Quoi ? Vous voulez changer de place ? Pourquoi pas, si vous voulez, c’est vrai que je devrais plutôt être de l’autre côté du bureau, surtout que je suis encore loin d’avoir fini. Je pourrais aussi vous causer de la politique de l’État, mais en ce moment, j’en ai gros sur la patate à propos du Département. Figurez-vous qu’ils ont tenté d’écarter du droit aux aides alimentaires les gamins dont les parents n’avaient pas de papiers en règle. Manger, c’est optionnel ? Eh ben non, c’est obligatoire, a dû rappeler le préfet. Comme il n’y a pas de petites économies, le Département a innové toujours plus en économisant sur le dos des pauvres qui ont faim. Il a tellement plafonné les aides alimentaires, qu’il a économisé plus d’un demi-million d’euros.

L’année dernière, le Département s’était fait recadrer par le Conseil d’État parce qu’il refusait de remplir ses obligations quant aux mineurs isolés étrangers. Le boulot des militants a payé et obligé le Département à revenir sur sa décision de ne pas prendre en charge un de ces mineurs. Vous prenez des notes maintenant ? Vous me prenez pour une tarée ? Faut me comprendre aussi, je ne vous ai pas encore raconté : il y a aussi les cinq centres de santé de Grenoble, qui ont dû subir une baisse de subvention de 70 %, la somme passant de 550 000 euros à 156 000. L’argument des élus départementaux, cette fois-ci, c’était l’équité entre les territoires : des pauvres il y en a pas seulement à Grenoble, mais aussi dans les territoires ruraux. Je suis d’accord, les déserts médicaux dans les campagnes, c’est un vrai problème, mais pourquoi ne pas s’y attaquer sans réduire les financements de ces centres de santé si indispensables dans des quartiers qui sont également des déserts médicaux ? Déshabiller les uns pour rhabiller les autres, ça ne s’appelle pas de l’équité, mais plus sûrement de l’électoralisme.

Autre sujet, même schéma : depuis 1973, le CIDFF (centre d’information sur les droits des femmes et des familles) de l’Isère avait pour but d’accompagner les femmes pour la connaissance de leurs droits ou vers leur autonomie. Mais les majorités de droite au Département et à la Région ont décidé de supprimer presque la totalité de leur subvention à cette structure. Résultat : l’association a été mise en liquidation judiciaire fin 2016. Dans un communiqué, le CIDFF résumait assez bien, je trouve, la politique sociale du Département ou de la Région. Attendez, je retrouve ce passage et je vous le lis : « Les nouveaux exécutifs ont la volonté de financer les associations sur une logique d’appel à projets qui les transforme en prestataires de services au coût le plus bas. Elles sont ainsi mises en concurrence. Il devient donc difficile, voire impossible, de mener une action de fond et dans la durée, au service des citoyennes. » Voilà où on en est dans le travail social : être prestataire de services en liste d’attente, vous comprenez maintenant pourquoi je suis dans cet état ? Je vous ai fait une version courte, hein, parce que j’aurais aussi pu parler de la prévention spécialisée, de la baisse de subvention de l’Ada (accueil demandeurs d’asile), ou des déconventionnements engagés par le Département sur les CCAS de Grenoble, Échirolles et Saint-Martin-d’Hères...
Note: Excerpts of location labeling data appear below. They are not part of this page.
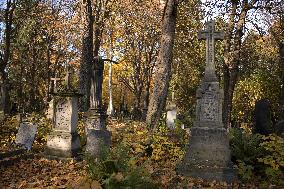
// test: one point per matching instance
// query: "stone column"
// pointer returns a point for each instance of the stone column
(208, 153)
(98, 136)
(63, 141)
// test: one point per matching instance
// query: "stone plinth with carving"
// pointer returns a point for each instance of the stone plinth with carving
(63, 141)
(208, 154)
(98, 137)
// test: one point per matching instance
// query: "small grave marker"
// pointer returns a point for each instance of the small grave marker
(26, 135)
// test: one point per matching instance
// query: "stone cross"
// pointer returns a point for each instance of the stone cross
(55, 79)
(210, 35)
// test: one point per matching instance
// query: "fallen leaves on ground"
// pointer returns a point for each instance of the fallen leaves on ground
(41, 173)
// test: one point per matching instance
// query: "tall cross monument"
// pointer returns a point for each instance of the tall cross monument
(208, 153)
(210, 35)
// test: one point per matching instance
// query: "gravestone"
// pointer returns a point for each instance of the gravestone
(98, 136)
(52, 90)
(208, 154)
(171, 115)
(63, 141)
(50, 110)
(263, 123)
(26, 134)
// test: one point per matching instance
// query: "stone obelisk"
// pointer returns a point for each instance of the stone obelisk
(208, 154)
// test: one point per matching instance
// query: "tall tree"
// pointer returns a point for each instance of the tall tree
(95, 14)
(6, 51)
(164, 63)
(238, 10)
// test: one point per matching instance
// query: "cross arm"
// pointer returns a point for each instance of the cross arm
(203, 35)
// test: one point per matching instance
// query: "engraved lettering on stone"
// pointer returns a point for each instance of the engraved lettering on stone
(62, 116)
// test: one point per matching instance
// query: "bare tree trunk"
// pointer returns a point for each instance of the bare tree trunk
(163, 70)
(8, 20)
(87, 57)
(232, 44)
(281, 59)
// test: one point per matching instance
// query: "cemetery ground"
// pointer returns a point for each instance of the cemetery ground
(138, 159)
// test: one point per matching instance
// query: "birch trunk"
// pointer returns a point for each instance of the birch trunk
(163, 68)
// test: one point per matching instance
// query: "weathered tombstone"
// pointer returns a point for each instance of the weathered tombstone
(52, 90)
(279, 128)
(263, 124)
(26, 134)
(171, 115)
(98, 136)
(208, 154)
(63, 141)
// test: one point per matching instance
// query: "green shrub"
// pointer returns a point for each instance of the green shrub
(274, 160)
(116, 169)
(246, 149)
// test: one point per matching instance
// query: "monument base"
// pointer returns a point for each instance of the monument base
(95, 119)
(208, 155)
(62, 144)
(97, 140)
Bref, voilà, j’ai vidé mon sac et je suis maintenant prête à vous écouter. J’espère que vous n’avez pas trouvé ça déprimant, c’est sûr que c’est assez sombre, mais il vaut mieux être lucide sur la situation pour pouvoir l’affronter. Plein de mes collègues dépriment, certains lâchent l’affaire, parce que c’est trop dur. Si tu t’impliques trop, tu craques, et si tu te désengages, tu perds ton âme. Burn out assuré. Mais je sais ce que vous allez me dire, Monsieur : vous, votre vie est en jeu, moi c’est que mon boulot. Faut bien parler de quelque part, pas vrai ? Non ne sautez pas Monsieur, on n’est pas condamnés au désespoir. En plus, on est au rez-de-chaussée, ce serait bête de vous fouler une cheville en plus de vos problèmes. C’est quoi, d’ailleurs ? Allez, rêvons un peu : on va tous les résoudre, envoyer valser ces maudites listes d’attente, ces appels à projets et ces prestations de services. Et qui sait, peut-être on arrachera quelques victoires au marasme général, un peu de réconfort et d’idées pour la suite. Et si c’est pas sûr, c’est quand même peut-être, hein ? Il faut se battre : pour le moment, c’est tout ce qui nous reste.